Kabar baiknya, Jerman berhasil meraih kemenangan 2-0 atas Georgia dalam lanjutan penyisihan Piala Eropa 2016 pada bulan Maret lalu. Dengan kemenangan ini, Jerman hanya terpaut 1 poin dengan Polandia yang sedang memimpin klasemen setelah 5 pertandingan. Apakah Jerman akan kembali mendominasi penyisihan grup? Masih harus dibuktikan karena semua tim baru menyelesaikan kurang lebih setengah perjalanan.

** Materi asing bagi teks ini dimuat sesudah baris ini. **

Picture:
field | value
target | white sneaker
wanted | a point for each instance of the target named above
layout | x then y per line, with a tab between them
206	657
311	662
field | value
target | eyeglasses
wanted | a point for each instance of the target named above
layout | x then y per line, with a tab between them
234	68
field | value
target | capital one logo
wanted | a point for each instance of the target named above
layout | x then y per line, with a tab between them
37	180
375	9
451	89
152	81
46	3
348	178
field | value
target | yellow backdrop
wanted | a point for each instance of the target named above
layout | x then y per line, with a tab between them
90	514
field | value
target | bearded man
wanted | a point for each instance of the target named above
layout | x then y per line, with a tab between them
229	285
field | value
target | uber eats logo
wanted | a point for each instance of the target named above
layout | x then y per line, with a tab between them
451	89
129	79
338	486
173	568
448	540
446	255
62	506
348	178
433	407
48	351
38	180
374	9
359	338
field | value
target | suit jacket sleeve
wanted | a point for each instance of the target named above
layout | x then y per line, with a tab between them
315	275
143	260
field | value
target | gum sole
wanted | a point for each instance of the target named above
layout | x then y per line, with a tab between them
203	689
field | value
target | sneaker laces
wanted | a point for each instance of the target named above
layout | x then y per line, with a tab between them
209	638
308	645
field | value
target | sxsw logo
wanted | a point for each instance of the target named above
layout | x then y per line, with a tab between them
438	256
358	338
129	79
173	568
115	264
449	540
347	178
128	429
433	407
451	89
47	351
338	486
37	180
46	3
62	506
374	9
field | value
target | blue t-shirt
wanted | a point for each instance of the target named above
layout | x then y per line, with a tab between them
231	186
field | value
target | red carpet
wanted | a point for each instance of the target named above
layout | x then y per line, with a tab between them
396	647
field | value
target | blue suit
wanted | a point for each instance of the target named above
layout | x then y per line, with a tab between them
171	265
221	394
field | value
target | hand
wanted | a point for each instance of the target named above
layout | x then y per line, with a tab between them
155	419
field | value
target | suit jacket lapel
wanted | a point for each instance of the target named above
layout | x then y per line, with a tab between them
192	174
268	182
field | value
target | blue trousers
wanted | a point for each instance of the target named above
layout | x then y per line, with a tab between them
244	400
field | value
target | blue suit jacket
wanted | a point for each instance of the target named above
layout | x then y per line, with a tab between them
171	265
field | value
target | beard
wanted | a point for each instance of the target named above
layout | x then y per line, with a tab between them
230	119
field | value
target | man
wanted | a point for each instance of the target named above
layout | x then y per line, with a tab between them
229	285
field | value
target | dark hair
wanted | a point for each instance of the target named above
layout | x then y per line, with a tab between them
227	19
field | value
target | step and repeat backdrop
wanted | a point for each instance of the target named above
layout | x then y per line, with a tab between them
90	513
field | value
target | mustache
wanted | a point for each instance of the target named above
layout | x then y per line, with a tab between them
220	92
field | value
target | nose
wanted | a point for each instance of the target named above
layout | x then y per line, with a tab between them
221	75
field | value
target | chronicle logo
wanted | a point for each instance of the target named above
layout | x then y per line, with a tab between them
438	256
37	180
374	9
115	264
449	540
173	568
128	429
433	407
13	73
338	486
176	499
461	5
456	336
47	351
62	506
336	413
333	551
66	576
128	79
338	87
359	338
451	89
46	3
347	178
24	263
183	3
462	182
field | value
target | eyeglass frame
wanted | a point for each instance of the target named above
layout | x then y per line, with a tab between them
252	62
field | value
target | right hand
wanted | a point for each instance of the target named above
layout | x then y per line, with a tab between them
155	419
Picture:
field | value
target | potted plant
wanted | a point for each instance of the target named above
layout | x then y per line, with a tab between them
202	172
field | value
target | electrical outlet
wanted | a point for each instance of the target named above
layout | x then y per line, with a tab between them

Apakah Jerman belum lepas dari euforia setelah berhasil menjadi juara di Brasil, paling tidak hingga akhir tahun lalu? Jika demikian, tim panser dapat menjadi contoh tentang organisasi yang mengalami euforia setelah berhasil mengukir prestasi fenomenal, atau menyelesaikan proyek-proyek bernilai miliaran rupiah. Euforia ini bisa dialami baik oleh organisasi maupun individu.   Misalnya, seseorang begitu bergembira serta berpesta setelah sukses  menjadi juara dalam lomba tertentu atau berhasil  memenangkam kontrak yang menguntungkan baik bagi dirinya ataupun organisasi tempatnya bernaung.  Akibat tenggelam dalam perasaan gembira yang berlebihan ini, ia jadi enggan untuk melihat dan melangkah ke depan.  Seolah-olah ia lupa bahwa tugas-tugas dan tantangan-tantangan berikutnya telah menantinya di depan sana.  Akibatnya, saat memulai hal baru ia jadi kedodoran lantaran ia membuat persiapan secara seadanya.  Prestasinya, paling tidak pada masa awal mengerjakan tugas baru, tidak seperti yang diharapkan. 
Hal ini tentu tidak boleh dibiarkan berlama-lama. Karena jika dibiarkan berlarut-larut, sinar kecemerlangan yang telah susah payah dipancarkan perlahan-lahan akan padam. Kepercayaan orang lain terhadap dirinya akan terkikis. Prestasi-prestasi yang telah dicapainya di masa lalu menjadi semakin tanpa makna.
Lantas bagaimana caranya agar kita tidak kehilangan semangat untuk berbuat yang terbaik pasca kesuksesan sebelumnya?Tentunya,  perlu ditanamkan kesadaran bahwa tantangan yang akan di hadapi di masa depan akan jauh lebih berat seiring dengan perubahan lingkungan. Sebagai contoh adalah bila kita memenangkan kejuaraan olahraga. Semua lawan yang kita kalahkan pasti ingin dapat “membalas dendam” atas kekalahannya.  Untuk itu, mereka berlatih lebih keras, melakukan persiapan yang lebih dini dan lebih baik, dan membenahi manajemen olahraga mereka.  Jika sang juara tidak melakukan terobosan, tidak mau berlatih lebih giat, dan masih bertahan dengan cara-cara lama, ia pasti akan tergilas di kejuaraan atau pertandingan-pertandingan berikutnya.  Dalam hal ini, prinsip “mempertahankan lebih sulit daripada merebut” menemukan relevansinya.
Tantangan yang lebih berat ini tentu tidak hanya berlaku dalam dunia olahraga. Dalam dunia bisnis misalnya, pesaing tidak tidur. Mereka akan berusaha dengan segala daya dan upaya untuk menang. Jika lengah dan terlena, bersiap-siaplah untuk kalah dan merana. Belum lagi faktor-faktor perubahan lingkungan ekonomi, sosial, budaya, dan politik yang memaksa organisasi untuk terus-menerus beradaptasi.